Comparative study of amino acid adsorption on bare and octadecyl silica from water using high-performance liquid chromatography

Equilibrium constants (K) for amino acid adsorption on bare and octadecyl silica from water and the corresponding free energy (Delta G degrees), enthalpy (Delta H degrees) and entropy (Delta S degrees) changes were calculated from the retention values measured by means of high-performance liquid chromatography in the temperature range 20-60 degrees C. On bare silica gel, for all amino acids Delta G degrees values were positive and K was < I, thus providing evidence of very weak adsorption. Regression analysis of the Van't Hoff plots was used to derive Delta H degrees and Delta S degrees values for the adsorption process.

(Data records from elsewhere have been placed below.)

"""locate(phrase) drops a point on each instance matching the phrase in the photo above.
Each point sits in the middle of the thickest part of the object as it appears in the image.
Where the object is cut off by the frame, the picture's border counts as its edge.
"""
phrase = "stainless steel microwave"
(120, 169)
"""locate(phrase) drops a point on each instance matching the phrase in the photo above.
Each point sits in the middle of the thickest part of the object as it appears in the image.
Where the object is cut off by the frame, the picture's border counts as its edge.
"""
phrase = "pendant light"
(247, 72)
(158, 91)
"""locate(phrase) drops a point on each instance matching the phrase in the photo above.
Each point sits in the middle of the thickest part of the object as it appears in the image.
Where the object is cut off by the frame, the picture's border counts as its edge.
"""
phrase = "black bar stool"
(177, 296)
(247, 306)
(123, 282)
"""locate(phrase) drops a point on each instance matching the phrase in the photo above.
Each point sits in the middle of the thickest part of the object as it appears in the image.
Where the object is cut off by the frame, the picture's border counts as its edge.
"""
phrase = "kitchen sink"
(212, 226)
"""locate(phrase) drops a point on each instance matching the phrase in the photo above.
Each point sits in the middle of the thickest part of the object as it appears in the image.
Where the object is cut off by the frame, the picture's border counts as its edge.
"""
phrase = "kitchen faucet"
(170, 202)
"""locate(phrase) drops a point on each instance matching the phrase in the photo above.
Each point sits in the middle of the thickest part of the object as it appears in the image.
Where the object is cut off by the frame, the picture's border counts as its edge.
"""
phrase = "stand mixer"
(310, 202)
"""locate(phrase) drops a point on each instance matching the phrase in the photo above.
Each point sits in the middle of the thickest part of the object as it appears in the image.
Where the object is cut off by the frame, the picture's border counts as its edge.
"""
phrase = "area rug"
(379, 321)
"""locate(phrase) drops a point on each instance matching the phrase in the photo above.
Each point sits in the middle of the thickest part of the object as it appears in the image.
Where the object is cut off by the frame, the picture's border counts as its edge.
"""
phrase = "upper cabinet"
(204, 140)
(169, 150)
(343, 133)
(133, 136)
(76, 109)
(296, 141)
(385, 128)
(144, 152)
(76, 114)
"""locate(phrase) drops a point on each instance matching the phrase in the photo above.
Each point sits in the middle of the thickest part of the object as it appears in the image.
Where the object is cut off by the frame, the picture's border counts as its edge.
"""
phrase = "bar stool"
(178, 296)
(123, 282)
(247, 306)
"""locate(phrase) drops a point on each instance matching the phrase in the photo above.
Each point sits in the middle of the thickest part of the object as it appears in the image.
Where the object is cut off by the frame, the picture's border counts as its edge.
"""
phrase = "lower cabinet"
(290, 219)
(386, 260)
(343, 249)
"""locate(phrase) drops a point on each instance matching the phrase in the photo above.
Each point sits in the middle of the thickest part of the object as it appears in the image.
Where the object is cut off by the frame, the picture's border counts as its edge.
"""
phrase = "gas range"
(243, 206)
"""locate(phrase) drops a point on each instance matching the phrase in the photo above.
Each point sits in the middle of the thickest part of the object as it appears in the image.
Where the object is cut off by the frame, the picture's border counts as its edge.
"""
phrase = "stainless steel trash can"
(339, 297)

For the case of octadecyl silica, some amino acids (Val, Nva, Leu, Ile, Nle, Tyr, Phe, Trp and Met) had negative Delta G degrees values and K was > 1. The K values decreased and Delta G degrees values correspondingly increased with temperature. Regression analysis of the Van't Hoff plots was used to derive Delta H degrees and Delta S degrees values for the adsorption process. All these values, for both silicas, were negative which proves that the adsorption process is enthalpy-driven and generally unfavorable. Plotting Delta H degrees vs. Delta S degrees and Delta G degrees gave nearly linear general trends indicative of compensation behavior, when all the amino acids are adsorbed according to essentially the same mechanism. Based on analysis of the graphical inter-relations In K vs. isoelectric points and In K vs. hydrophobicity coefficients, it was concluded that adsorption on bare silica is governed by ionic interactions, whereas both hydrophobic interactions with octadecyl groups and ionic interactions with residual silanol groups contribute in the case of octadecyl silica.